Resolutions in the Fog of Grief

By: Therese Barrett
Monday, January 6, 2020


Public Information Evening

James Reid Funeral Home

Therese Barrett

January 6th, 2020

You may have managed, with tears and longing, to get through Christmas without your significant person. You may have been surprised that New Year’s Eve was emotionally confusing and difficult. You might experience this as well in the coming day. You may have been anticipating some relief in leaving behind a year marked with memories of loss and pain but may find the new one does not live up to your expectations; instead you may be feeling some anxiety or apprehension.

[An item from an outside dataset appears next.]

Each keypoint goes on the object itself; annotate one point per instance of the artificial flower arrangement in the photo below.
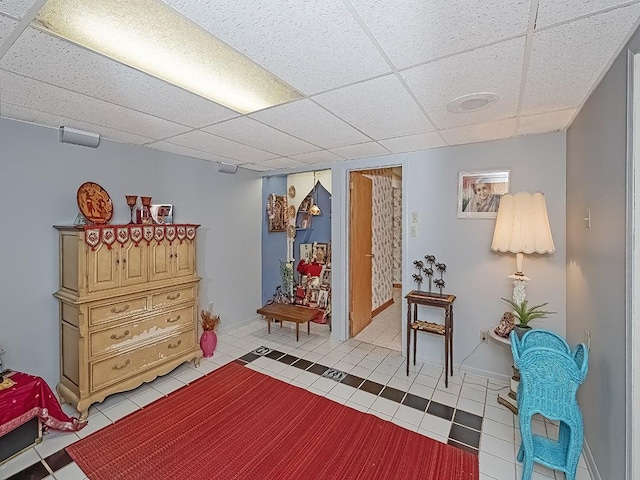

Understand that the coming year also marks time without your loved one. This will be a time when you will start to create memories which do not include your loved one so do not underestimate the power of this process as you strive to move through your grief.

January is a time of New Year resolutions. If you are like me, you have great expectations for yourself during ordinary times. For most of you here this evening, this is not your “Ordinary” time. This is a time of grief and mourning for the significant person missing in your life.

How do we move forward and make resolutions during such a difficult time? Let’s first
understand where we are at right now.

Grief causes a ‘FOG’ to roll into our lives. For those who haven’t heard of ‘GRIEVER’s FOG’,  it’s a very common condition that occurs in men, women and children after a significant loss or a traumatic experience. It’s the body’s way of coping with the trauma.

If you have experienced ‘Grief Fog’, what did you feel?

- like you were going crazy
- couldn’t think clearly
- didn’t remember things that happened or that you said
- you couldn’t find things that you were sure you knew where they were


Did you experience a feeling that people reacted to you in a strange or odd way?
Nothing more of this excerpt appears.